The exigencies of war had broken Britain’s cryptographic monopoly on Ultra. However, Ultra was a military system, representing the core work of Bletchley Park. There is no evidence that Britain and the United States concluded an overarching treaty on diplomatic or commercial sigint, the material that GC&CS worked on at Berkeley Street. In 1942, Alastair Denniston, who had been moved sideways to manage diplomatic sigint, arranged for cooperation on a number of specific countries such as Italy, France, Spain, Portugal, Japan and, of course, Germany. However, this was done on an ad hoc basis. There was no diplomatic BRUSA agreement. It seems that the Americans were not intercepting and working on a range of materials that would have prompted a wider deal. Typically, Denniston told John Tiltman, with evident relief, ‘They do no work on any of the Near Eastern governments.’

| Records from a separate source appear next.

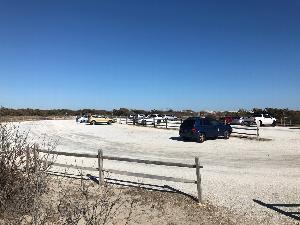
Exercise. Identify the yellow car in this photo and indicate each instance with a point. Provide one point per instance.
(94, 119)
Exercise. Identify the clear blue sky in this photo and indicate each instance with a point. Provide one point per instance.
(217, 55)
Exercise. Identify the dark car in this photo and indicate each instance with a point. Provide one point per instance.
(200, 129)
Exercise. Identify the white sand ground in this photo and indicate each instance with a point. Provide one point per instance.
(235, 172)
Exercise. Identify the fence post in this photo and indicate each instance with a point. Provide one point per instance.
(199, 190)
(100, 167)
(27, 159)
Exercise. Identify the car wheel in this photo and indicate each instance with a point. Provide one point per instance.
(201, 138)
(226, 135)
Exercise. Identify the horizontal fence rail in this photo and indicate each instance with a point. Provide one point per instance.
(236, 130)
(101, 168)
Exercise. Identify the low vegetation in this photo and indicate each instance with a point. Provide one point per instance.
(28, 195)
(280, 114)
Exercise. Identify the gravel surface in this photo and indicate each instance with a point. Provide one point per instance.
(236, 171)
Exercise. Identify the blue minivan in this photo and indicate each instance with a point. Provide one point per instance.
(202, 128)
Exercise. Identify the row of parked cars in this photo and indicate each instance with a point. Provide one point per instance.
(95, 119)
(257, 119)
(151, 118)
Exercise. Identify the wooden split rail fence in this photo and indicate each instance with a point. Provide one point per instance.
(101, 168)
(246, 129)
(158, 123)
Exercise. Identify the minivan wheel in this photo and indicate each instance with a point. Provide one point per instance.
(226, 135)
(201, 138)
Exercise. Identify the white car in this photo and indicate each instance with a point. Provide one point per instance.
(152, 118)
(82, 119)
(260, 119)
(138, 118)
(169, 117)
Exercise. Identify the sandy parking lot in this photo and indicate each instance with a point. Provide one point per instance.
(236, 171)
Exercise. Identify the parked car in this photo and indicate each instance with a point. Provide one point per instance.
(138, 118)
(157, 118)
(94, 119)
(236, 120)
(202, 128)
(260, 119)
(169, 117)
(226, 119)
(82, 119)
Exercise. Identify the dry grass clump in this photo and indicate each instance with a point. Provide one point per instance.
(22, 172)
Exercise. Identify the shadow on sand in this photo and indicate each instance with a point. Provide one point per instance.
(281, 208)
(151, 187)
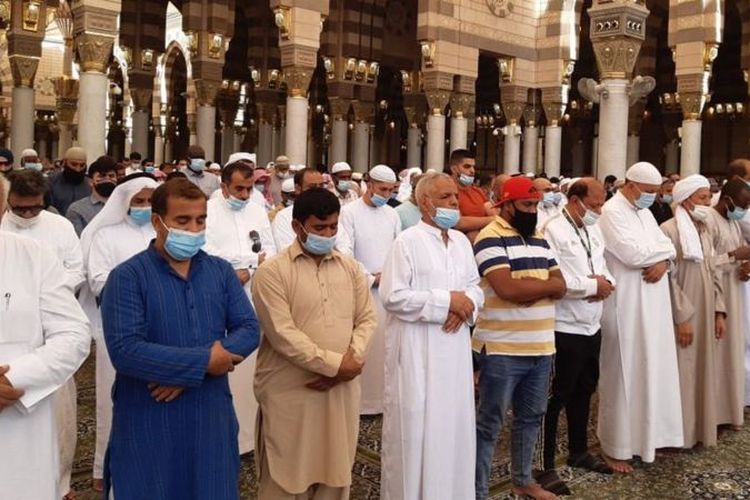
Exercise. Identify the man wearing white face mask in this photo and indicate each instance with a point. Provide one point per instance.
(119, 231)
(30, 160)
(238, 231)
(699, 310)
(575, 238)
(639, 407)
(430, 290)
(371, 227)
(196, 171)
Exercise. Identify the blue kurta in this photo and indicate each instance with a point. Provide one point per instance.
(159, 327)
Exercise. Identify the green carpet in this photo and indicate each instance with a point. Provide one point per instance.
(722, 472)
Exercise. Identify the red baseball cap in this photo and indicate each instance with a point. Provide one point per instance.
(518, 188)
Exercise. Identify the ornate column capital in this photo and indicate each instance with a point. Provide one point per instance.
(618, 30)
(94, 51)
(23, 69)
(298, 80)
(141, 98)
(437, 100)
(206, 92)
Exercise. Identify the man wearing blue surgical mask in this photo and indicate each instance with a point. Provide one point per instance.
(176, 321)
(195, 171)
(371, 226)
(317, 318)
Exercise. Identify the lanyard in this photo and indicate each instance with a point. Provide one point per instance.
(586, 244)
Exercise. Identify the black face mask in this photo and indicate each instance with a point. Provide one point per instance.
(105, 188)
(73, 176)
(524, 222)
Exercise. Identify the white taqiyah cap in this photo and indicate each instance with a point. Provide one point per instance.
(341, 166)
(382, 173)
(685, 188)
(288, 185)
(645, 173)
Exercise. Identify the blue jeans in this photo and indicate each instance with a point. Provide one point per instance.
(523, 381)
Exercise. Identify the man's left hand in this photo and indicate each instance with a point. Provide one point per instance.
(164, 393)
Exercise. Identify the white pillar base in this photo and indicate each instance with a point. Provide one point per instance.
(530, 136)
(435, 159)
(690, 160)
(552, 148)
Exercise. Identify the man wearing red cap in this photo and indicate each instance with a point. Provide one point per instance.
(515, 335)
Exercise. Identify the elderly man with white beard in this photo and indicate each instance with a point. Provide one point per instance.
(430, 290)
(639, 405)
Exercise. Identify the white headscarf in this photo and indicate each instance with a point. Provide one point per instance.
(114, 211)
(690, 240)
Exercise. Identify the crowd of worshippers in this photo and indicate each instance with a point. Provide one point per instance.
(239, 308)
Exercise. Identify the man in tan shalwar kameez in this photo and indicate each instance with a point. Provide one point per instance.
(317, 319)
(697, 308)
(730, 251)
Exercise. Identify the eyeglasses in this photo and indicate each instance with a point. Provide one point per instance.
(21, 211)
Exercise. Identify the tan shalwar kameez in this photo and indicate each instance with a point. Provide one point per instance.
(695, 289)
(726, 237)
(310, 315)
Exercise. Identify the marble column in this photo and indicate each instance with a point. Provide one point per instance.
(437, 100)
(361, 146)
(94, 52)
(414, 146)
(530, 139)
(297, 109)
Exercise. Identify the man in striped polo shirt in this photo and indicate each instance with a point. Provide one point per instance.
(514, 335)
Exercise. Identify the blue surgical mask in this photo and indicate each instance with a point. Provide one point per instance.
(378, 200)
(197, 165)
(235, 203)
(645, 200)
(466, 180)
(140, 215)
(446, 218)
(183, 245)
(319, 245)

Denniston’s main point of contact in the United States was William Friedman and the US Army code-breakers, who dominated American work on diplomatic systems. The Americans were keen to cooperate, since up until 1941 the US Army had been intensely focused on the diplomatic cyphers of Japan. In 1940 the Americans lost access to Japan’s diplomatic cypher, and it was only recovered as the result of a prodigious effort by a team under Frank Rowlett. By contrast, British code-breakers were working on the diplomatic cyphers of some twenty-six different countries.

 Therefore, when the Americans offered access to ‘Magic’, the British reciprocated with a wide range of diplomatic material, including high-grade Italian systems. Then, in March 1942, John Tiltman visited Washington and brought with him Spanish and Vichy French cyphers. Given the arrival of American forces in the Mediterranean, this was valuable material. By 1944 the Americans had received more material from the British on diplomatic cyphers used by the Greeks, Hungarians, Iranians and Iraqis. However, the processing went on behind a curtain. Denniston asked at one point, ‘Do they actually work on the stuff which we send them, or do they simply put it in their library?’ Diplomatic cyphers from countries that the British considered to be client states, such as Egypt, were withheld.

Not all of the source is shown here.